Lo spazio dell’ascolto di eventi drammatici inconfessabili crea un’isola dove anche l’orrore trova un significato epico, comprensibile, poetico: una piece teatrale, una sinfonia, un dipinto diventano emozioni che si possono condividere, fruibili da tutti.

I sopravvissuti agli orrori della guerra che hanno potuto raccontare le terribili esperienze in forma creativa e accettabile non hanno manifestato problemi di memoria traumatica.

Nei bambini preverbali nel caso che si verifichino eventi stressanti o insoliti, il disegno, plastilina e colori possono aiutare l’elaborazione del loro mondo interno dopo la tempesta.

L’ambiente sociale del bambino può diventare un tutore di resilienza empatico e rassicurante.

La cascata di emozioni contagiose fuori controllo crea un’identificazione collettiva da panico, rabbia, caccia al colpevole.

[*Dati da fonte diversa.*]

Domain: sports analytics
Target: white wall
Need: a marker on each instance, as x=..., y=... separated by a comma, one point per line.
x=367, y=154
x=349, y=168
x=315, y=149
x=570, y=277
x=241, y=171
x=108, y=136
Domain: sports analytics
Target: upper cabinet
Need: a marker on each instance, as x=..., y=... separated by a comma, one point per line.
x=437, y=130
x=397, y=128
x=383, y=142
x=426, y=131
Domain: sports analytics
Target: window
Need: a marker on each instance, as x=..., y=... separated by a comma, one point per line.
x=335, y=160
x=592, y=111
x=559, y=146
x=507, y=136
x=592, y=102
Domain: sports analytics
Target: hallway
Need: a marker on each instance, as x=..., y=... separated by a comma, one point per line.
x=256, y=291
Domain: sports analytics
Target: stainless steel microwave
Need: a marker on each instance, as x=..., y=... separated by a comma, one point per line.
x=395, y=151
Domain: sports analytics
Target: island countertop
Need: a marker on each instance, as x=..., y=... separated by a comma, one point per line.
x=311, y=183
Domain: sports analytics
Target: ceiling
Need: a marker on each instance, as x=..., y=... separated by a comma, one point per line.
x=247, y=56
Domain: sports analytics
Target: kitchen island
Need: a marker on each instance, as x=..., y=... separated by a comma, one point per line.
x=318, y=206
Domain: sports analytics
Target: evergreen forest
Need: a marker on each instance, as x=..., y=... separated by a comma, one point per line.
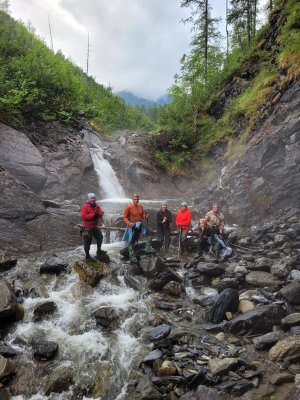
x=222, y=91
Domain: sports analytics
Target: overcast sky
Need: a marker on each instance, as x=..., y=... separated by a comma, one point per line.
x=135, y=45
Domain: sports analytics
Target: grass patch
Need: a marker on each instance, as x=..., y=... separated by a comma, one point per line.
x=255, y=97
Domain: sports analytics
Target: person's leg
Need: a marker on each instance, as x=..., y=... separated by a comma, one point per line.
x=99, y=239
x=167, y=239
x=183, y=241
x=219, y=241
x=160, y=236
x=87, y=240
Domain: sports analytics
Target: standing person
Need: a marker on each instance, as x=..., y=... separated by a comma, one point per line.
x=163, y=222
x=134, y=216
x=217, y=221
x=90, y=213
x=183, y=222
x=205, y=237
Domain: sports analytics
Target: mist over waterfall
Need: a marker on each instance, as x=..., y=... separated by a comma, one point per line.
x=108, y=180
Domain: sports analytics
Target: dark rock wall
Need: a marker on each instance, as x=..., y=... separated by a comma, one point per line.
x=264, y=180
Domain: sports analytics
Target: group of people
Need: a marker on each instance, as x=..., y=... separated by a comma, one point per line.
x=211, y=227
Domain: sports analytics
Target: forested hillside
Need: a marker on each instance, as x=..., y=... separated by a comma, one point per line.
x=226, y=86
x=37, y=84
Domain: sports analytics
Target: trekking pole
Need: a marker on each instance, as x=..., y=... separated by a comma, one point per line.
x=179, y=242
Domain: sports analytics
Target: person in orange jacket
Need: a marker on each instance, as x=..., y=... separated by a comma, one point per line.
x=183, y=222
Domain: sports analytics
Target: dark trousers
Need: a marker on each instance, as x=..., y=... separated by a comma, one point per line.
x=88, y=235
x=203, y=244
x=164, y=236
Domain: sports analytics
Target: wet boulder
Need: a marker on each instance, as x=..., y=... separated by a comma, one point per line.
x=152, y=356
x=58, y=381
x=291, y=292
x=91, y=272
x=268, y=340
x=151, y=266
x=207, y=393
x=7, y=367
x=7, y=351
x=163, y=278
x=81, y=289
x=220, y=366
x=44, y=350
x=261, y=279
x=53, y=265
x=173, y=288
x=287, y=347
x=8, y=302
x=227, y=301
x=291, y=320
x=107, y=317
x=146, y=390
x=43, y=310
x=259, y=320
x=158, y=332
x=211, y=269
x=6, y=262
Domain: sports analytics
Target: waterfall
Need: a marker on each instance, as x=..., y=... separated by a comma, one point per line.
x=108, y=180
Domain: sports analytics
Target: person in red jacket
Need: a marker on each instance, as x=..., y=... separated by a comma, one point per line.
x=90, y=213
x=183, y=222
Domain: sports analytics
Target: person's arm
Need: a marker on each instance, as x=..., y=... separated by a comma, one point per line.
x=86, y=215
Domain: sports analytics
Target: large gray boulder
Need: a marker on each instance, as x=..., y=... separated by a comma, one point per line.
x=259, y=320
x=21, y=158
x=8, y=302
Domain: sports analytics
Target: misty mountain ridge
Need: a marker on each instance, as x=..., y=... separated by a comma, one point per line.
x=132, y=99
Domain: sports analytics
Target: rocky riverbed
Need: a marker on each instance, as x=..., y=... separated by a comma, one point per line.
x=166, y=328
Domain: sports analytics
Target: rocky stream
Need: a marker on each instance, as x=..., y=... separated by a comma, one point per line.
x=167, y=328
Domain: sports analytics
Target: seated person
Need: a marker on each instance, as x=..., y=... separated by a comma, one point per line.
x=205, y=240
x=163, y=221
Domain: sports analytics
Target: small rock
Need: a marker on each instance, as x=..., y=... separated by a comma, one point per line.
x=291, y=320
x=106, y=317
x=44, y=350
x=167, y=368
x=220, y=366
x=245, y=305
x=154, y=355
x=159, y=332
x=261, y=279
x=53, y=265
x=91, y=272
x=266, y=341
x=43, y=310
x=291, y=292
x=278, y=379
x=7, y=367
x=285, y=348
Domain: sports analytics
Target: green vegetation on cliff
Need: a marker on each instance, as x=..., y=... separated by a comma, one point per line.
x=223, y=94
x=36, y=84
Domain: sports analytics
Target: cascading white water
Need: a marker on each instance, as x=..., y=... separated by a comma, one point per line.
x=108, y=180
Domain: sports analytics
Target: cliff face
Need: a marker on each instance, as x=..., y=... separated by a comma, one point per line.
x=264, y=180
x=49, y=162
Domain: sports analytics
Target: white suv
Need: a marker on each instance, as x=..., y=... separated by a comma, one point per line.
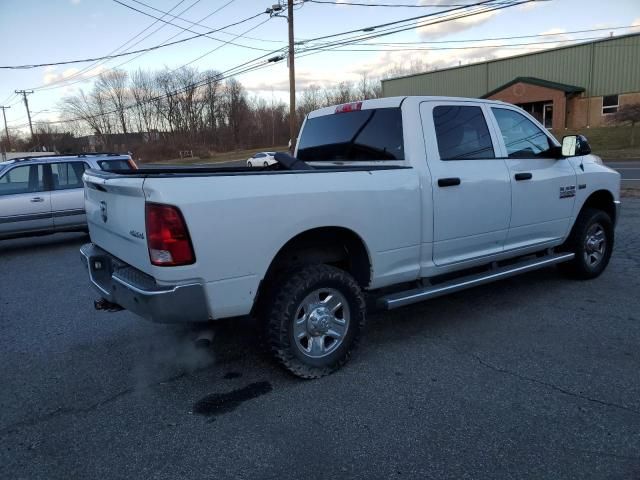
x=42, y=195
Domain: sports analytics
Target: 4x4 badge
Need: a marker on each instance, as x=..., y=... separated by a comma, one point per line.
x=568, y=192
x=103, y=211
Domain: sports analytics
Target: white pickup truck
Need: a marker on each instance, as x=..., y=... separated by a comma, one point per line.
x=399, y=199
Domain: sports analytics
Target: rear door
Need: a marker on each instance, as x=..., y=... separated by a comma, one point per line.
x=543, y=185
x=67, y=194
x=25, y=203
x=471, y=188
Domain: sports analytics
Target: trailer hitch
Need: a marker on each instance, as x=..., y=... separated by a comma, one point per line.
x=106, y=305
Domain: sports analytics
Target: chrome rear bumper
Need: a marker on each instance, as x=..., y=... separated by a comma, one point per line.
x=120, y=283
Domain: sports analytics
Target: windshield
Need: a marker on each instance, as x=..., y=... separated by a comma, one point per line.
x=362, y=135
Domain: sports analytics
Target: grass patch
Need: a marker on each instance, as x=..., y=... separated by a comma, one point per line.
x=224, y=156
x=611, y=143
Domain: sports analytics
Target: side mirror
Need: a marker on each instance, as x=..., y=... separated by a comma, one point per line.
x=575, y=145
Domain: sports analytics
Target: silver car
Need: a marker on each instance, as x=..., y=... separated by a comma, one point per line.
x=42, y=195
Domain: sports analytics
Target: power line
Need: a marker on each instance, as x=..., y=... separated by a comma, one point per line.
x=155, y=47
x=429, y=49
x=164, y=43
x=372, y=32
x=251, y=65
x=500, y=38
x=96, y=64
x=396, y=5
x=198, y=23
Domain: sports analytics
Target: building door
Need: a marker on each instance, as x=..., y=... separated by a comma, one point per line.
x=471, y=187
x=547, y=116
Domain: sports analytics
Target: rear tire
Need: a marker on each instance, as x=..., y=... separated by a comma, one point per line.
x=592, y=241
x=314, y=320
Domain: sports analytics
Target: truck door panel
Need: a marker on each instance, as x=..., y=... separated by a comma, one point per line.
x=471, y=187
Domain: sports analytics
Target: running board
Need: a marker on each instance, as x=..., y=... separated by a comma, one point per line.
x=400, y=299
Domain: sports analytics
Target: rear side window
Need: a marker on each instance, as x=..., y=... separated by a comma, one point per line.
x=67, y=175
x=361, y=135
x=24, y=179
x=462, y=133
x=114, y=165
x=522, y=137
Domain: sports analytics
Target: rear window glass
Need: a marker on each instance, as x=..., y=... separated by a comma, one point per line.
x=114, y=165
x=462, y=133
x=361, y=135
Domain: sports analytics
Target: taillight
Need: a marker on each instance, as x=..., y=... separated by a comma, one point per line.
x=167, y=236
x=349, y=107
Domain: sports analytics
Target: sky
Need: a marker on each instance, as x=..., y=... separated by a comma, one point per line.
x=46, y=31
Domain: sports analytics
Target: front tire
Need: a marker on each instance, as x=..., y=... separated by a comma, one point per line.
x=315, y=320
x=592, y=241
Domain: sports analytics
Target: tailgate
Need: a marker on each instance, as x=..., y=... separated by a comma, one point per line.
x=115, y=206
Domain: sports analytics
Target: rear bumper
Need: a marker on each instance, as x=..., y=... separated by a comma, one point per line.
x=138, y=292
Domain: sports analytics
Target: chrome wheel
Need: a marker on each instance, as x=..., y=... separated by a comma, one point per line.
x=595, y=245
x=321, y=322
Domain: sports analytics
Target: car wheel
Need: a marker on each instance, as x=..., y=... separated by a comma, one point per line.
x=315, y=320
x=592, y=242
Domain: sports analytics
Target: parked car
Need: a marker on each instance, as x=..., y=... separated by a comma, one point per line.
x=42, y=195
x=262, y=159
x=403, y=199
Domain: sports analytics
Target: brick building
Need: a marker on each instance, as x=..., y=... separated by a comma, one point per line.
x=573, y=87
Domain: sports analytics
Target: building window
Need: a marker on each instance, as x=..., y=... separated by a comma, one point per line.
x=609, y=104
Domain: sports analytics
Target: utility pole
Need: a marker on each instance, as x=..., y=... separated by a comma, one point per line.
x=24, y=94
x=6, y=130
x=292, y=79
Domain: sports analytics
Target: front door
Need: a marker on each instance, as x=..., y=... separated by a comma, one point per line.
x=25, y=206
x=543, y=185
x=67, y=195
x=471, y=188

La condivisione di progetti, ideali, sistema di credenze religiose o spirituali è uno strumento efficace per uno sviluppo equilibrato.

Il potere dei nostri due cervelli emisfero destro ed emisfero sinistro uniti, crea, passando per il cuore, il Superindividuo.

Nei momenti sociali profondamente traumatici si accende la stanza dei bottoni, la scatola nera in dotazione umana è pronta all’uso, la chiave magica per aprirla è l’unione amorevole, la compassione, lo scambio intelligente che permette ad un gruppo di valutare il contesto e trovare soluzioni di sopravvivenza.

Questi piccoli gruppi a macchia di leopardo sul pianeta sono sempre in contatto tra di loro, come tutti gli altri mammiferi, specie differenti e il regno vegetale.

Nel cambio epocale la magia diventa fisica quantistica, nuova spiritualità, linguaggio universale.